伝統のサケ漁…漁獲わずか1匹 福島県楢葉町の木戸川 かつては年間10万匹、大幅減続く

合わせ網漁でサケを捕獲した組合員
2025/11/19 09:57
福島県楢葉町の木戸川漁協は18日、伝統のサケ漁「合わせ網漁」を行った。全国的に不漁が続き、網に入ったのは1匹だった。木戸川の今季の漁獲量は13匹と、年間10万匹を超えていた最盛期から大幅減が続いている。
合わせ網漁は下流に仕掛けた網に向かい、上流から網でサケを追い込む伝統漁法。18日は河口周辺と漁協付近に設置したやな場周辺で行い、組合員約10人が川に入り、50メートルほどの距離を追い込んだ。
木戸川のサケの漁獲は平成初期には年間10万匹以上を誇り、東日本大震災発生前まで年間約7万匹のサケが取れていた。一度の合わせ網漁で数千匹を捕まえたという。
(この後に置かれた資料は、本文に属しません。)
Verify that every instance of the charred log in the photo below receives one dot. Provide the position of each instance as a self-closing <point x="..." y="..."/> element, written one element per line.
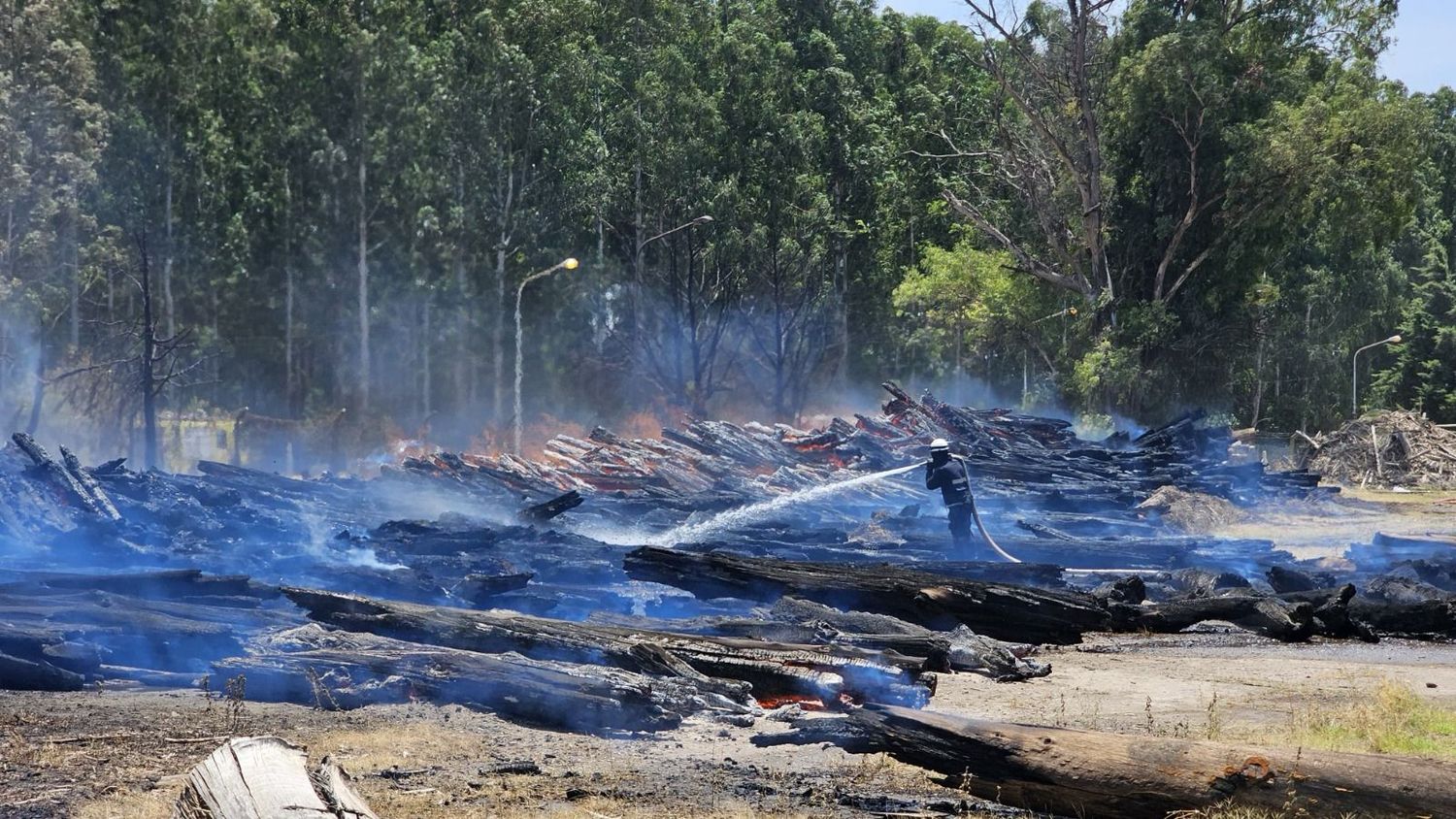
<point x="264" y="775"/>
<point x="935" y="601"/>
<point x="722" y="664"/>
<point x="549" y="509"/>
<point x="341" y="670"/>
<point x="1077" y="772"/>
<point x="1292" y="623"/>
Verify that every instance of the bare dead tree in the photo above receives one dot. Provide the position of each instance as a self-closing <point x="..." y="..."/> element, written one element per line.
<point x="789" y="322"/>
<point x="149" y="363"/>
<point x="1048" y="75"/>
<point x="686" y="343"/>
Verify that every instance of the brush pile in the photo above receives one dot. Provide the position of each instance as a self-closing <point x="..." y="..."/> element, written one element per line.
<point x="526" y="586"/>
<point x="1389" y="448"/>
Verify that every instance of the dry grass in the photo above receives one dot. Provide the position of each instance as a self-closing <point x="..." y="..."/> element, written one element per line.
<point x="131" y="804"/>
<point x="1241" y="812"/>
<point x="1394" y="719"/>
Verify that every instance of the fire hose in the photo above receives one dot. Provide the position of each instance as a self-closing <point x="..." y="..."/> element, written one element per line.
<point x="981" y="525"/>
<point x="987" y="536"/>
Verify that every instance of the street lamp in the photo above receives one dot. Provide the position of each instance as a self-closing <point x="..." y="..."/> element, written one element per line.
<point x="567" y="265"/>
<point x="1354" y="375"/>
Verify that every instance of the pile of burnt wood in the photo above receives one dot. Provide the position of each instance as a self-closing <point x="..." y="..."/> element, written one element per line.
<point x="527" y="588"/>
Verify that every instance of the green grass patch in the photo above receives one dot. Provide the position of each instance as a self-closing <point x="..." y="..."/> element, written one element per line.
<point x="1392" y="720"/>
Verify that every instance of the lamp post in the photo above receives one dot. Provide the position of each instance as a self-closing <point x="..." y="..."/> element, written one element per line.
<point x="564" y="264"/>
<point x="1354" y="373"/>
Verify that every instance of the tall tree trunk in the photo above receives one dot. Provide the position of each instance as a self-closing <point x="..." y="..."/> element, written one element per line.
<point x="73" y="277"/>
<point x="498" y="340"/>
<point x="462" y="354"/>
<point x="363" y="270"/>
<point x="38" y="393"/>
<point x="169" y="306"/>
<point x="146" y="376"/>
<point x="841" y="314"/>
<point x="1100" y="274"/>
<point x="1258" y="378"/>
<point x="290" y="384"/>
<point x="427" y="377"/>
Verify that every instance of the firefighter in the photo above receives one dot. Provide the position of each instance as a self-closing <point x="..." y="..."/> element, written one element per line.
<point x="948" y="475"/>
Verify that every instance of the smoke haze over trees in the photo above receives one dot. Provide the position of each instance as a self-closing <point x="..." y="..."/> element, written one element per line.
<point x="1123" y="209"/>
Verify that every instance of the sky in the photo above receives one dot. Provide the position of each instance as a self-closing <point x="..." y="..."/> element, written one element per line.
<point x="1423" y="54"/>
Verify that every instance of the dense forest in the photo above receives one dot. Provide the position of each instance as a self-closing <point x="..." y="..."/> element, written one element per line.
<point x="306" y="206"/>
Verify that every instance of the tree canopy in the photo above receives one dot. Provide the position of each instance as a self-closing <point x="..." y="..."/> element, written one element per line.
<point x="1114" y="209"/>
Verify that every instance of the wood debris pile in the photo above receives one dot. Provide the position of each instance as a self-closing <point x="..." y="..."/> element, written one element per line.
<point x="526" y="586"/>
<point x="1389" y="448"/>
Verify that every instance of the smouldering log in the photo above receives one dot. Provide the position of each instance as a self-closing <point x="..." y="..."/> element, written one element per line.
<point x="935" y="601"/>
<point x="1079" y="772"/>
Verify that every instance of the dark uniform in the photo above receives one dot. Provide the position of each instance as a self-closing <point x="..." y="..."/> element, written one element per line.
<point x="948" y="475"/>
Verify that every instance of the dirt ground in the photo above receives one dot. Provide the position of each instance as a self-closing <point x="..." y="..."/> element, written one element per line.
<point x="121" y="752"/>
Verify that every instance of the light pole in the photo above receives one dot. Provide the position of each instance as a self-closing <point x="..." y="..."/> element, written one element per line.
<point x="1354" y="373"/>
<point x="564" y="264"/>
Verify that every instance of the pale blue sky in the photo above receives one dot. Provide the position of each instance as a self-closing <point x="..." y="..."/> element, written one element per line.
<point x="1423" y="54"/>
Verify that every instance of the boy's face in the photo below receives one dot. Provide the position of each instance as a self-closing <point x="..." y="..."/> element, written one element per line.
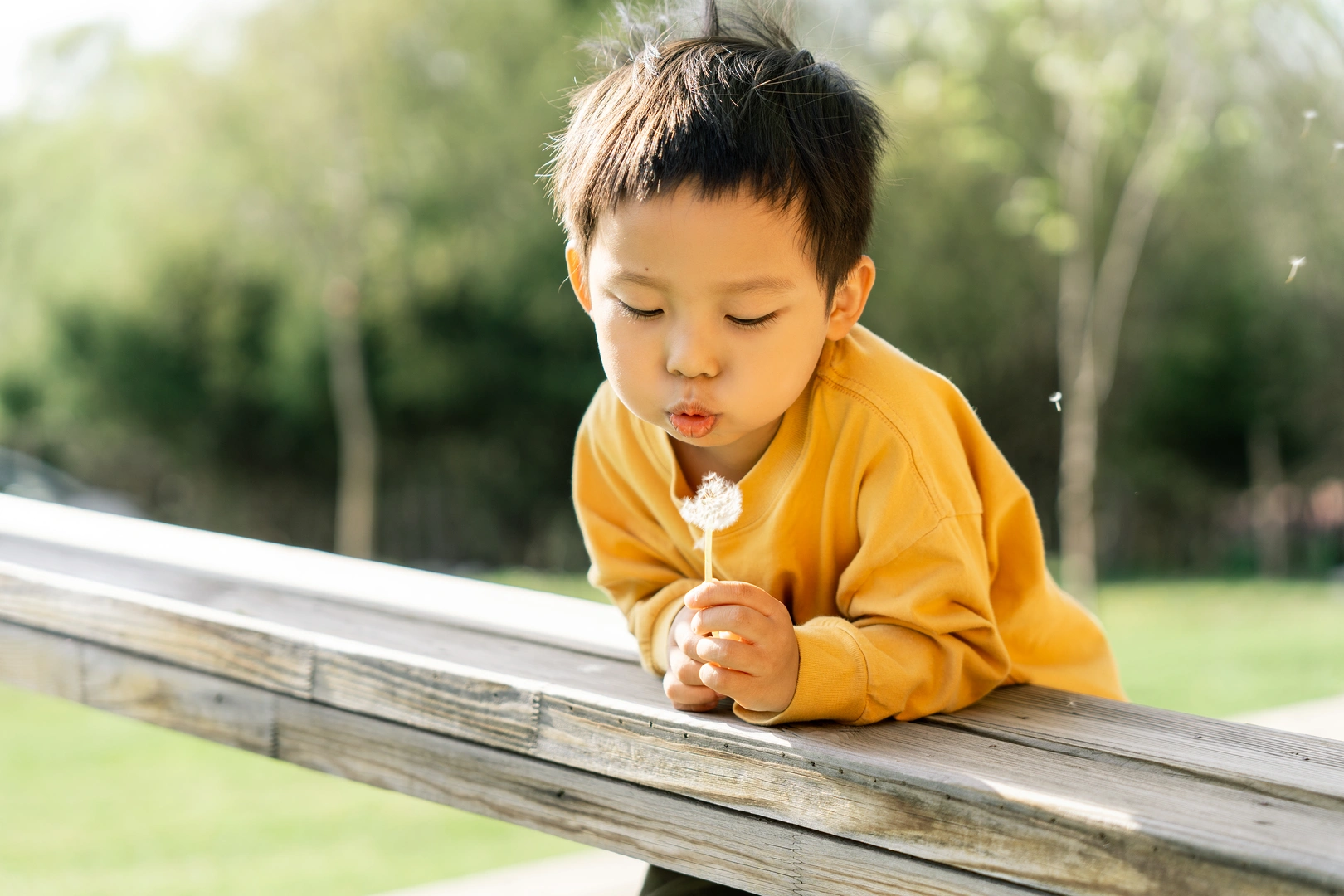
<point x="709" y="314"/>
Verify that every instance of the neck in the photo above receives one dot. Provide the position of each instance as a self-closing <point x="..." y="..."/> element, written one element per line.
<point x="732" y="461"/>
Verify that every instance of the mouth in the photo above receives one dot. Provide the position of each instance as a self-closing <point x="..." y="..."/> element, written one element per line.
<point x="693" y="419"/>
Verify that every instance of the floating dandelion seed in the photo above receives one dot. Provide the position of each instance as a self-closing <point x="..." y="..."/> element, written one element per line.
<point x="1296" y="262"/>
<point x="1308" y="117"/>
<point x="717" y="505"/>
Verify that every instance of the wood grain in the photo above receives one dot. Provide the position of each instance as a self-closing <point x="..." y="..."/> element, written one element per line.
<point x="686" y="835"/>
<point x="191" y="702"/>
<point x="39" y="661"/>
<point x="1308" y="770"/>
<point x="179" y="631"/>
<point x="426" y="694"/>
<point x="1055" y="804"/>
<point x="733" y="848"/>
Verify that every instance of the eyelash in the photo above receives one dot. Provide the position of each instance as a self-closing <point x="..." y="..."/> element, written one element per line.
<point x="756" y="323"/>
<point x="640" y="314"/>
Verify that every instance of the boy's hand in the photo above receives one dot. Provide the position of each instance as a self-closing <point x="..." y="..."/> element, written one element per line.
<point x="761" y="670"/>
<point x="682" y="683"/>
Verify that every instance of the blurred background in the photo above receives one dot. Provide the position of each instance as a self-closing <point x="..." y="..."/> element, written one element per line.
<point x="286" y="269"/>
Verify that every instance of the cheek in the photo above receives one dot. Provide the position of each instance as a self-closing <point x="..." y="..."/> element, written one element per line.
<point x="782" y="366"/>
<point x="631" y="353"/>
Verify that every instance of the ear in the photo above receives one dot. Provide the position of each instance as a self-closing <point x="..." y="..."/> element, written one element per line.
<point x="850" y="299"/>
<point x="574" y="260"/>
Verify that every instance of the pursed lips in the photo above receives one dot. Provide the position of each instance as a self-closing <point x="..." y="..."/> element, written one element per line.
<point x="693" y="419"/>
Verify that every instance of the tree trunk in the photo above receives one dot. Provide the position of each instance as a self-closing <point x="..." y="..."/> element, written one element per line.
<point x="1269" y="516"/>
<point x="1092" y="306"/>
<point x="357" y="490"/>
<point x="1077" y="371"/>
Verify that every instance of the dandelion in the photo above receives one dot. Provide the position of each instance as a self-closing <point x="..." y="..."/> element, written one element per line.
<point x="1294" y="264"/>
<point x="1308" y="117"/>
<point x="715" y="507"/>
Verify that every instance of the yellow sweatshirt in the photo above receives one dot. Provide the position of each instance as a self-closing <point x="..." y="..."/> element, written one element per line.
<point x="882" y="514"/>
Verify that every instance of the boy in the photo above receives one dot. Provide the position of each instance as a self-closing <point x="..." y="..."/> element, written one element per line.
<point x="718" y="195"/>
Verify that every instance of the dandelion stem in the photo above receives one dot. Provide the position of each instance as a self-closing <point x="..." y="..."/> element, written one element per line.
<point x="709" y="555"/>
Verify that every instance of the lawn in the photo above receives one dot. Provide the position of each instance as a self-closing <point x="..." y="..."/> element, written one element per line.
<point x="93" y="805"/>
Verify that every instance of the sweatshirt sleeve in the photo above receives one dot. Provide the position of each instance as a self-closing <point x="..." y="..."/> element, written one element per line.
<point x="917" y="637"/>
<point x="632" y="558"/>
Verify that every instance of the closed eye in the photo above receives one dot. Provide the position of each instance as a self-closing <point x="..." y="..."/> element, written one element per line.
<point x="637" y="314"/>
<point x="752" y="323"/>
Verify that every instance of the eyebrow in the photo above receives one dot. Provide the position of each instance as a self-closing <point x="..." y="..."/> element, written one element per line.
<point x="763" y="284"/>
東京電力福島第1原発事故に伴い稚魚の放流を休止した影響などから年間漁獲量は減少。8千匹ほどで推移していたが、ここ5年間は千匹を割り、昨年は153匹にとどまった。
サケは4年後に放流した川に戻るとされる。漁協鮭ふ化場長の鈴木謙太郎さん(43)は来年から放流を増やした稚魚が戻る時期に入るとした上で「極端に増えはしないと思うが、期待を持って準備を進めたい」と話した。木戸川のサケ漁は11月末まで投網を使った漁が行われる予定。